Student teacher Emily Ferguson reviewing video feedback on GoReact (Image Credit: Debra Lively)

What do students learn by watching videos of themselves teaching?

It helps them become more reflective of their practice and make the changes they need to make. That's where we want them to be because they won’t always have someone there telling them what to do.

Here’s an example: I was supervising a student who was working on teaching a large group. She recorded and uploaded her video where she gave students a surprise bag filled with a few different items. Every student took out an item and had to comment on it. But they were four-year-olds, and by the time she got to the 18th student, she’d lost their attention.

The funny thing is, before I even got to view her first video, she had watched it and realized her mistake. She redid the lesson, reduced the number of children who gave answers and moved on to the next thing to keep their attention. When she uploaded the new video, her next lesson was wonderful!

I could have said to her, "All the students didn't appear engaged. How might you try to get them more engaged?" But in her mind, she might think, "No, they were engaged. What is she talking about?" Seeing the students’ lack of engagement for herself in the video told her she needed to fix the problem. It wasn’t me telling her how to fix the problem; I didn't have to say anything! That is super reflective practice by a young student.

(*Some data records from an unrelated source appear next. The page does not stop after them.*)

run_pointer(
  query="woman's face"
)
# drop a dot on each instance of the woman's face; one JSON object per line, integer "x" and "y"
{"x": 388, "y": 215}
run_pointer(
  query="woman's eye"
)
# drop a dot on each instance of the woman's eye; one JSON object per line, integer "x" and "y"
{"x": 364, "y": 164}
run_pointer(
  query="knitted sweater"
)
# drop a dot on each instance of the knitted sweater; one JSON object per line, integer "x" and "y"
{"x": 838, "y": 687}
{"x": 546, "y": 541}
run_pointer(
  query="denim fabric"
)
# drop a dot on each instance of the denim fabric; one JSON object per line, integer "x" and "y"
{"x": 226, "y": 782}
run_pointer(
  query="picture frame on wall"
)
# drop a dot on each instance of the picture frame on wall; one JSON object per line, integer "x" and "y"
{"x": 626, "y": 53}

Case Study - University of West Alabama (Video Credit: GoReact)

What surprised you about using video with your students?

The cost savings! We have students practice-teaching at schools all over, and they need supervisors to visit and see how they’re doing. But if a supervisor is scheduled to see them four times in 16 weeks, it’s costly to pay the supervising fee—and sometimes mileage and even hotel fees. Now I can use GoReact for a portion of those visits.

And if there's a student struggling with classroom management, for example, we can see that student four times face-to-face, plus have them upload a couple more examples of themselves managing a group. And we can talk about things they can do to enhance their performance.

Using video gives us so much more opportunity to provide feedback and support coaching.

Why is it so important to help your students continuously improve?

I love my students, but it's more than just that. If I'm supporting them and helping them be effective in their craft, that's going to trickle down to the children and families we serve. It's about helping them make a difference. Because after working for 28 years as a classroom teacher and consultant for children with special needs (before coming to SVSU), I understand that, in early childhood, we can make a difference.